I'll do my best--this is hairy without LING terminology.
in an imaginary language with 5 consonants, say, you could have two different types of 't' and 3 different types of 'p', or, on the other end of the spectrum, each of the 5 in totally different places (e.g. one is bilabial, one is dental, one is velar, one is uvular and the last a totally different manner of articulation--non-pulmonic, such as a click). while the first situation describes a consonant class which is the most natural for our mouths to create, it's actually harder on the brain to contrast them with one another; a set with consonants which are very different from each other is easier. does that make sense? distinguishing 'pa' from 'ba' (which is, by the way, really hard for a lot of language groups) is more difficult than distinguishing, say, 'ta' from '!a'
there are different axes of ease and difficulty in the human linguistic process. something which is intuitive and simple on one level creates problems on another level, and vice versa.

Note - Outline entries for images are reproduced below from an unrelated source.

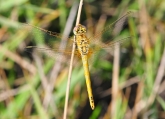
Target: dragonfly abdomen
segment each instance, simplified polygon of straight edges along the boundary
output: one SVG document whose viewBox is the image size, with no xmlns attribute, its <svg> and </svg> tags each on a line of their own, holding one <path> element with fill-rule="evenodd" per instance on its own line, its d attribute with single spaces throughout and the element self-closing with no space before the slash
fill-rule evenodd
<svg viewBox="0 0 165 119">
<path fill-rule="evenodd" d="M 93 99 L 92 88 L 91 88 L 91 80 L 90 80 L 90 75 L 89 75 L 89 66 L 88 66 L 87 55 L 82 55 L 82 62 L 83 62 L 83 67 L 84 67 L 84 74 L 85 74 L 89 102 L 90 102 L 90 106 L 93 110 L 95 108 L 95 105 L 94 105 L 94 99 Z"/>
</svg>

Uselessness, that does actually sound kind of ethnocentric to me. I bet the Hawaiians think we went out of way to have too many hard to pronounce sounds. I would be interested to find out if the languages with "clicks" are closer to each other than all other languages (evolutionarily speaking, a clade), or if that has arisen independently multiple times.

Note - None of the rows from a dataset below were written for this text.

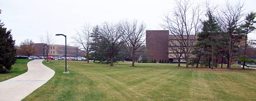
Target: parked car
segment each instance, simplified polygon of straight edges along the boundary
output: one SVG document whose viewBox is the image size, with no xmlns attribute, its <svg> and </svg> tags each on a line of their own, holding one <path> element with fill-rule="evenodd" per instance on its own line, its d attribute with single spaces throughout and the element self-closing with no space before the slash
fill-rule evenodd
<svg viewBox="0 0 256 101">
<path fill-rule="evenodd" d="M 48 59 L 51 59 L 51 60 L 54 60 L 54 58 L 52 58 L 52 57 L 51 57 L 51 56 L 48 56 L 47 58 L 48 58 Z M 46 58 L 44 58 L 44 59 L 46 59 Z"/>
<path fill-rule="evenodd" d="M 64 59 L 64 60 L 65 60 L 65 59 Z M 72 60 L 71 59 L 67 59 L 67 60 Z"/>
</svg>

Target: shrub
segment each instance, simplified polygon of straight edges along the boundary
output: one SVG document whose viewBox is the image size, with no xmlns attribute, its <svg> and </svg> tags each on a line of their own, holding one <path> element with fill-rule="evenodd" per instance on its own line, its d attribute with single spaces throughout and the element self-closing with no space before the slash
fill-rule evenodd
<svg viewBox="0 0 256 101">
<path fill-rule="evenodd" d="M 1 11 L 0 11 L 1 12 Z M 11 31 L 6 31 L 0 20 L 0 72 L 5 73 L 11 70 L 15 63 L 16 49 L 14 48 L 15 41 L 12 40 Z"/>
</svg>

the human mouth is also naturally inclined toward contrastivity, though--it's necessary to reach outside the 'unmarked' places of articulation to make as many clear distinctions between sounds as possible, if that makes sense.
I hope this isn't too ethnocentric of me, but I have to wonder how such a counterintuitive language ever developed. The human mouth and vocal chords make certain sounds naturally, and it seems like you'd really have to go out of your way to communicate like this instead.